According to local mythology, the Rock of Cashel originated in the Devil's Bit, a mountain 20 miles north of Cashel, when St. Patrick banished Satan from a cave, resulting in the Rock's landing in Cashel. Cashel is reputed to be the site of the conversion of the King of Munster by St. Patrick in the 5th century.

Tuesday, March 5, 2013

She Sells Sanctuary

Dunbrody Abbey was founded in 1170 on the instructions of Strongbow by his nephew, Herve de Montmorency, after the Norman invasion of Ireland. Herve de Montmorency made a grant of the lands to the monks of Bildewas in Shropshire, England on condition that they would build the Abbey for monks of the Cistercian Order. The Abbey was to contain a sanctuary for all malefactors. Dedicated to "St. Mary the ever Blessed Virgin and St. Benedict", it has sometimes been called the Abbey of St. Mary de Port because of this refuge.

Saturday, February 23, 2013

Black Knights and White Monks

Walk among the ruins where the Knights Hospitaller and Cistercian Monks once worshipped.  The ruins of a small Templetown Medieval Church and Jerpoint Abbey are among the sites to see when visiting the eastern shores of the Emerald Isle.

Sunday, February 10, 2013

The Vow

In the autumn of 1200, William Marshal, Earl of Pembroke, set sail for his first visit to Ireland as Lord of Leinster. Threatened with ship- wreck, he vowed to found an abbey wherever he should reach safety. Upon landing in Bannow Bay, he fulfilled his vow, bequeathing land for the foundation of this Cistercian abbey. Consequenty, Tintern Abbey is also referred to as Tintern de Voto - "Tintern of the Vow".

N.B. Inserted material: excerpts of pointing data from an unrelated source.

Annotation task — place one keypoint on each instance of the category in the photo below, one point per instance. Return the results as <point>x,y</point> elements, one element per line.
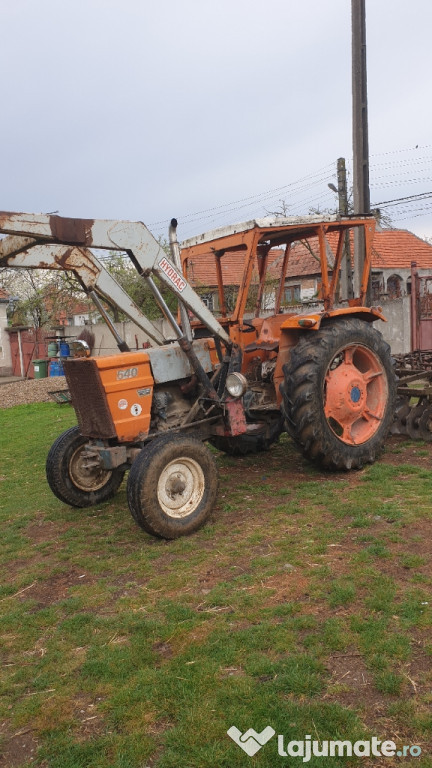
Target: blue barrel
<point>53,368</point>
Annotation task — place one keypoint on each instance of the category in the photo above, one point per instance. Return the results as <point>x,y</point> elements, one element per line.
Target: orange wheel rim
<point>355,394</point>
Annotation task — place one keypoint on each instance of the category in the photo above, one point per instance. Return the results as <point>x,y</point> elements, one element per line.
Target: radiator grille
<point>89,398</point>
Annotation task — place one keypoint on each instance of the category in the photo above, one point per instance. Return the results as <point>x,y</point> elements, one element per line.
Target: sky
<point>212,112</point>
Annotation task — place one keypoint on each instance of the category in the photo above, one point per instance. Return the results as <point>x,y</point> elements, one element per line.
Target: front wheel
<point>172,486</point>
<point>69,477</point>
<point>339,393</point>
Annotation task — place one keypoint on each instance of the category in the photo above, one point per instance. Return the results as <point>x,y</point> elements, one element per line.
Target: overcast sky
<point>212,112</point>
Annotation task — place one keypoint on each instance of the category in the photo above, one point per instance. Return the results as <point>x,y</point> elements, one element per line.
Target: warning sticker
<point>172,274</point>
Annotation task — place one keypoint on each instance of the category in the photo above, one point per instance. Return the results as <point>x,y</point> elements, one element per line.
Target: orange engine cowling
<point>112,396</point>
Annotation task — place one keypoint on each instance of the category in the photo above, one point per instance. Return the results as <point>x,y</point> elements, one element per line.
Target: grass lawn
<point>304,604</point>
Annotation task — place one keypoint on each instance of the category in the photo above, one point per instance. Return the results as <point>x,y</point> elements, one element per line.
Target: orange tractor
<point>236,377</point>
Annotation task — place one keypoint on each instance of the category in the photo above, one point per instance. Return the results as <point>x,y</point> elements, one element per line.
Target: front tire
<point>339,394</point>
<point>172,486</point>
<point>69,478</point>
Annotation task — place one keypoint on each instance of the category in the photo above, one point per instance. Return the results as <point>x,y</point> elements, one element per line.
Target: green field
<point>304,604</point>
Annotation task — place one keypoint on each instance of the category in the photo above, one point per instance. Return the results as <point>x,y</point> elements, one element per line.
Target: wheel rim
<point>181,487</point>
<point>86,478</point>
<point>355,394</point>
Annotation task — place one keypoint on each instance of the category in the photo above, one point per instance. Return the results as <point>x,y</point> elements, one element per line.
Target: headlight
<point>236,384</point>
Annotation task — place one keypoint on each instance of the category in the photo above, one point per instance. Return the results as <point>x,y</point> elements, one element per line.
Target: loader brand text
<point>172,274</point>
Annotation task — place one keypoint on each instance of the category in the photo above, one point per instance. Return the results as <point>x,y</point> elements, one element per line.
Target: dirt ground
<point>25,391</point>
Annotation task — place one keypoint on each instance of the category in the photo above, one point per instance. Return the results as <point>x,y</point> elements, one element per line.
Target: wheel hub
<point>355,394</point>
<point>181,487</point>
<point>87,476</point>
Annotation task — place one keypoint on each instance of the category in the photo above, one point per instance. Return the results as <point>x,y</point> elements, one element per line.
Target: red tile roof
<point>392,249</point>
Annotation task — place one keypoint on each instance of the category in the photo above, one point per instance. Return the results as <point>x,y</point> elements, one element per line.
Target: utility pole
<point>360,135</point>
<point>346,283</point>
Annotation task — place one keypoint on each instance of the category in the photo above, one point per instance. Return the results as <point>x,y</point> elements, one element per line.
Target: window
<point>292,294</point>
<point>394,287</point>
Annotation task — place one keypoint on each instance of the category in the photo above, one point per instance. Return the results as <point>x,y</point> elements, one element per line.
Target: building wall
<point>397,329</point>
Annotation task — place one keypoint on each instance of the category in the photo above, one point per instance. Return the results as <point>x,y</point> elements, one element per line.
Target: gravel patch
<point>30,391</point>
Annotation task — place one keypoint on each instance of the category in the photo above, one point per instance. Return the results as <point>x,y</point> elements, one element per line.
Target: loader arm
<point>91,274</point>
<point>145,252</point>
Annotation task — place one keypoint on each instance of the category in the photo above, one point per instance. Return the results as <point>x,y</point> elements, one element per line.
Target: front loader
<point>236,381</point>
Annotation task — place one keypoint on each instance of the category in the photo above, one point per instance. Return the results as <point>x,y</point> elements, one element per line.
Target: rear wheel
<point>69,477</point>
<point>339,394</point>
<point>172,486</point>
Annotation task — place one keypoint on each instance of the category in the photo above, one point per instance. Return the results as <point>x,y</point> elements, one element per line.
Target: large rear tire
<point>339,394</point>
<point>70,479</point>
<point>172,486</point>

Saturday, February 2, 2013

Witch Hunt

Kells Priory is situated alongside King's River, beside the village of Kells. It was founded by Geoffrey FitzRobert, brother-in-law to Strongbow, in 1193.

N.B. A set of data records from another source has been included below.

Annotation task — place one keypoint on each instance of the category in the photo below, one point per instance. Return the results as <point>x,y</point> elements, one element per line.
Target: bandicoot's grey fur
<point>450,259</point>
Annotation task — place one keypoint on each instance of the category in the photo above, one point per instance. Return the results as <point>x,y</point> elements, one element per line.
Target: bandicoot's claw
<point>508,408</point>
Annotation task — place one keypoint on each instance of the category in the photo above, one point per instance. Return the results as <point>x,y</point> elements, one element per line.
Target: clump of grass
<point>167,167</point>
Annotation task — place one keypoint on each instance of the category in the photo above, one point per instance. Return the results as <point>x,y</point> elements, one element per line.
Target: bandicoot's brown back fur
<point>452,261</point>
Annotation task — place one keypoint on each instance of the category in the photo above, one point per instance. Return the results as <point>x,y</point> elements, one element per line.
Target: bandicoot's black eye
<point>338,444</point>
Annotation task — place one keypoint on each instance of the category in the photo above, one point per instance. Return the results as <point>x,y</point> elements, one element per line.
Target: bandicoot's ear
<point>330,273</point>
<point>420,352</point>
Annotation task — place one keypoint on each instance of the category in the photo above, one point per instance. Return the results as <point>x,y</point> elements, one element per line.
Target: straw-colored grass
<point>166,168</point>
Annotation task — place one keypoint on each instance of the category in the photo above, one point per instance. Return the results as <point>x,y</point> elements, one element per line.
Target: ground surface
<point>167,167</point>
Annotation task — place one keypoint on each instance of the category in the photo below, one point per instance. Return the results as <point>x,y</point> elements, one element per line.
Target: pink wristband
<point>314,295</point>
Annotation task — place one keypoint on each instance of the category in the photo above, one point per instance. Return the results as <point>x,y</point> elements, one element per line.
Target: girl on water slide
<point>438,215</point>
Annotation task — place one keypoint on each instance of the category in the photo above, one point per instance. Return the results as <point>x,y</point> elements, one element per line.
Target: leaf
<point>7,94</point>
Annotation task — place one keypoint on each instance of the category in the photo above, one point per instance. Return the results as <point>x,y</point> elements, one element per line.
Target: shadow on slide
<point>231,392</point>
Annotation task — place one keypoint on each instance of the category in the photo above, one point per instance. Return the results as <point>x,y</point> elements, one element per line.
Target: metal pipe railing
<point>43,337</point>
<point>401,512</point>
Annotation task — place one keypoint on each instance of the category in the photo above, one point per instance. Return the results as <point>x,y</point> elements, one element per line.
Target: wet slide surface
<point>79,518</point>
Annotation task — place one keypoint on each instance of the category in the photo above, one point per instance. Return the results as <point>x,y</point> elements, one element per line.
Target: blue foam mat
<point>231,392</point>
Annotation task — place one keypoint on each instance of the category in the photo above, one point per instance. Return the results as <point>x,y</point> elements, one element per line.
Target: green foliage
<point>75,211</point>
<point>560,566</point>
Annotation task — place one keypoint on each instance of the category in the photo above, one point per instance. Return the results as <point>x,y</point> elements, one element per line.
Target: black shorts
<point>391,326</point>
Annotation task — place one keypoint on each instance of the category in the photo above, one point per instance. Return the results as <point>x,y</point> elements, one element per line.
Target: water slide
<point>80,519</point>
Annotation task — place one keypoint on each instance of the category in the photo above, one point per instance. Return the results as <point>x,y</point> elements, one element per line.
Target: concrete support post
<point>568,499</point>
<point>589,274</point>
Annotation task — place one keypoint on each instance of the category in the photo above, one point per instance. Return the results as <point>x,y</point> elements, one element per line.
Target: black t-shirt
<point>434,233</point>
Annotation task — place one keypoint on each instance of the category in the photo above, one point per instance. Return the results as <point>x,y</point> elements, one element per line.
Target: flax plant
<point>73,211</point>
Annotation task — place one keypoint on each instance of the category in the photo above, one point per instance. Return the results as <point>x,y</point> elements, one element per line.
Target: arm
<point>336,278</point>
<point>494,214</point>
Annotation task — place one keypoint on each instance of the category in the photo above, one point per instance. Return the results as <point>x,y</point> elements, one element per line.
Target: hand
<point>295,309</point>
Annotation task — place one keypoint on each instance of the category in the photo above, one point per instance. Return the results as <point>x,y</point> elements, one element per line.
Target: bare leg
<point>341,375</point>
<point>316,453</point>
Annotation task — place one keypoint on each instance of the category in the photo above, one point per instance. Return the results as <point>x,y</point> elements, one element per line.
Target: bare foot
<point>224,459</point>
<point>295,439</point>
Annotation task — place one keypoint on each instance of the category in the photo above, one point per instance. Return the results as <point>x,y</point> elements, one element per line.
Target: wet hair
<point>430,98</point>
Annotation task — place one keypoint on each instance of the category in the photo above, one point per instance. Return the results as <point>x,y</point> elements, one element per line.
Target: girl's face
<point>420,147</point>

In 1324 the Bishop of Ossory, Richard de Ledrede, paid a lenten visit to the priory. Following an inquisition into a Kilkenny sect of heretics, Irish noblewoman Alice Kyteler and her maidservant Petronilla de Meath were ordered to appear before the Bishop to answer charges of witchcraft. The Bishop successfully prosecuted the heretics, however Alice Kyteler was able to escape to England. Petronilla de Meath was flogged and became Ireland's first heretic to be burned at the stake in Kilkenny on 11/03/1324.

Sunday, January 20, 2013

The Glendalough Saint

Visit Glendalough and sing...
Fol di dol fol di fol day
Fol di dol rol di dol ad dy
Fol di dol rol di dol day
Fol di dol rol di dol ad dy

In Glendalough lived an old saint
Renowned for his learning and piety.
His manners was curious and quaint
And he looked upon girls with disparity.

He was fond of readin' a book,
When he could get one to his wishes.
He was fond of castin' his hook
In among the young fishes.

Well one evenin' he landed a trout.
He landed a fine big trout, sir.
When Kathleen from over the way,
Came to see what the old monk was about, sir

"Well get out o' me way" said the saint,
For I am a man of great piety.
And me good manners I wouldn't taint,
Not by mixing with female society.

Ah, but Kitty she wouldn't give in.
And when he got home to his rockery,
He found she was seated therein
A-polishin' up his old crockery

Well he gave the poor creature a shake,
And I wish that a Garda had caught him.
For he threw her right into the lake,
And, be Jaysus, she sank to the bottom.